Breastfeeding and Implants: What are the Risks?

Whether you already have implants or are considering them, you may wonder how it will affect your ability to breast feed.  Fortunately, the chances of impairment are very low, but you may want to consider the fact that in the event that there is damage, it could affect not just you, but your child as well.

So how do I mitigate this risk?
The number one factor that determines the risk of losing your ability to breastfeed is the way in which the implant is installed.  Implants are installed mainly 4 ways: through a transumbilical incision (through the belly button), transxillary (through the armpit), inframammary (underneath the breast), and periareolar (through the nipple).  Out of the four, periareolar incisions carry the highest risk of permanent damage.  Although installing the implant through the areola leaves the smallest scar, the removal and sewing of it back on can lead to severed nerves, which could cut off signals to the brain telling it to produce oxytocin and prolactin, enzymes which tell the brain when to eject milk and produce it, respectively.  Although the occurrence of this is a little under 1%, you may still find that it’s not worth the risk since human milk has been shown to be more vital to infants’ health than “formula” milk. 

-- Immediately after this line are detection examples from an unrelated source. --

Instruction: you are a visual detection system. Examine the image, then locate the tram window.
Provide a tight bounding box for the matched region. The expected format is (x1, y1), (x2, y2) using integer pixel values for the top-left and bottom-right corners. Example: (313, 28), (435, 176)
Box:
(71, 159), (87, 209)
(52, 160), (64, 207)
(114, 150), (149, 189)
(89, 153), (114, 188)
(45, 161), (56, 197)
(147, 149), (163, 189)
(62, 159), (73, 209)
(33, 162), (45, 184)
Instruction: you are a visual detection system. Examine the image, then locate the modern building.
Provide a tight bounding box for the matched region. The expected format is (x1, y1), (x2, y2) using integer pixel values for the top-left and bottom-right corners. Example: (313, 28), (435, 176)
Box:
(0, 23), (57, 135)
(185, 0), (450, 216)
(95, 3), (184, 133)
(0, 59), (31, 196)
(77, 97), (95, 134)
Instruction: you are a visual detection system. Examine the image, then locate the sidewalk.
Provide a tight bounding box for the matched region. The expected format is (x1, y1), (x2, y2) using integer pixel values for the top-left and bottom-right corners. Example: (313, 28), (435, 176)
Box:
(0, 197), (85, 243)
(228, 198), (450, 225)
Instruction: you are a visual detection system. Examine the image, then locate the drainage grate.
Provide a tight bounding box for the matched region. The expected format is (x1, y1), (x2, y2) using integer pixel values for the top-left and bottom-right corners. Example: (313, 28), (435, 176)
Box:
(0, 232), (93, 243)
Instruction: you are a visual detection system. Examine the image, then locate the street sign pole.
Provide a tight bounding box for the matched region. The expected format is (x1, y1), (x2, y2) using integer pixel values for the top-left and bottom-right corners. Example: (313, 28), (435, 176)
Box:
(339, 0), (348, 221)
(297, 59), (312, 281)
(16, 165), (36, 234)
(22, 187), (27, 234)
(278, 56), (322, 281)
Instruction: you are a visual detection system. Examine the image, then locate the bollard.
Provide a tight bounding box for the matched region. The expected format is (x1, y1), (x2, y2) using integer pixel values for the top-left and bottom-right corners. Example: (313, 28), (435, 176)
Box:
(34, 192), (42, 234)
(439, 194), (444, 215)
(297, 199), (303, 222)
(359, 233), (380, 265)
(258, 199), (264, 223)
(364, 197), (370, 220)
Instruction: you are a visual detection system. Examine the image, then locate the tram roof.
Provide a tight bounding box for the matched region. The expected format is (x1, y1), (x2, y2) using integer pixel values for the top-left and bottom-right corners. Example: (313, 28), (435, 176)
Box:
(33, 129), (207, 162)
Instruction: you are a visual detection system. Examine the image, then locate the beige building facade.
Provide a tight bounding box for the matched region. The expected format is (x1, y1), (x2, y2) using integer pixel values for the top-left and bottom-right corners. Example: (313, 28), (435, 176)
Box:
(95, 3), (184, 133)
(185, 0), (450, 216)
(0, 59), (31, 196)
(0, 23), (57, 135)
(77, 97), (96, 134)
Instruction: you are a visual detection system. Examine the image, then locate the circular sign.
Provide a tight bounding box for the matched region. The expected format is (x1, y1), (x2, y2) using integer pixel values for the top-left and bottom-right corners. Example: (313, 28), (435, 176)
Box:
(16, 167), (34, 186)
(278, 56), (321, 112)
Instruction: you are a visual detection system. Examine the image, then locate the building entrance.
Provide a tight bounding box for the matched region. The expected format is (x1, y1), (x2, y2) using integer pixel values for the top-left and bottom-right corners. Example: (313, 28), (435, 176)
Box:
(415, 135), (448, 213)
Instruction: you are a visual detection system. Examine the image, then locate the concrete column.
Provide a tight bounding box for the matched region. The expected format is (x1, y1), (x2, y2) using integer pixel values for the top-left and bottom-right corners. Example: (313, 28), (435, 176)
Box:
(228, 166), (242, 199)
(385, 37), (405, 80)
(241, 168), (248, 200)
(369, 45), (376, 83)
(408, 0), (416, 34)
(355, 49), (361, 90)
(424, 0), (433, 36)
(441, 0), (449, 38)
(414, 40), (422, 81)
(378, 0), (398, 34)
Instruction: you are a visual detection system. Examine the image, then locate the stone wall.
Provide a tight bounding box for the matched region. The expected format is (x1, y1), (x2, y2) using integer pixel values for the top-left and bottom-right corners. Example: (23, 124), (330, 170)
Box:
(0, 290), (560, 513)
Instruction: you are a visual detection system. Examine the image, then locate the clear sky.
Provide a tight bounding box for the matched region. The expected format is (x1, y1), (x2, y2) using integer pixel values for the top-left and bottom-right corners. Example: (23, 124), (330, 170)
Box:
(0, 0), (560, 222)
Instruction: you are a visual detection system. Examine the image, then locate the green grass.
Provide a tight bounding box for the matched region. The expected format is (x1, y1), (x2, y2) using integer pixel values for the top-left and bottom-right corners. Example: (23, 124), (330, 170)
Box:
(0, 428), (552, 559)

What’s so bad about synthetic milk?
Because recent studies over the past decade have found that human milk contains a number of antibodies that help guard newborns against pathogens, allergies, immune system related diseases, and even Sudden Infant Death Syndrome.  One study even found that babies that were fed formula milk were up to 14 times more at risk of being hospitalized within their first year.  Now the chances of your baby having SIDS is extremely low, but in the event that it does happen, would you really want the psychological challenge of dealing with the fact that your baby died because you had breast implants?

What about silicone poisoning?
People have labeled silicone implants as the culprit for everything from dizziness to auto-immune deficiency and even cancer.  However, the FDA commissioned a decade long study that, although only half way completed, has so far found them to be “reasonably safe.”  The authors of the study claim that silicone molecules are too large to be absorbed by surrounding veins and capillaries, and many doctors purport that silicone could even be helpful since it is similar to a substance that is used to treat stomach gas in babies. 

However, you may want to take these results with a grain of salt since that FDA study was funded by Allergan and Mentor, both major manufacturers of breast implants.  The choice is yours, so consult your physician about any other possible risks that you may incur from breast augmentation.  The breast implant industry is constantly changing, so it would be pertinent to stay abreast (pun intended) of the situation.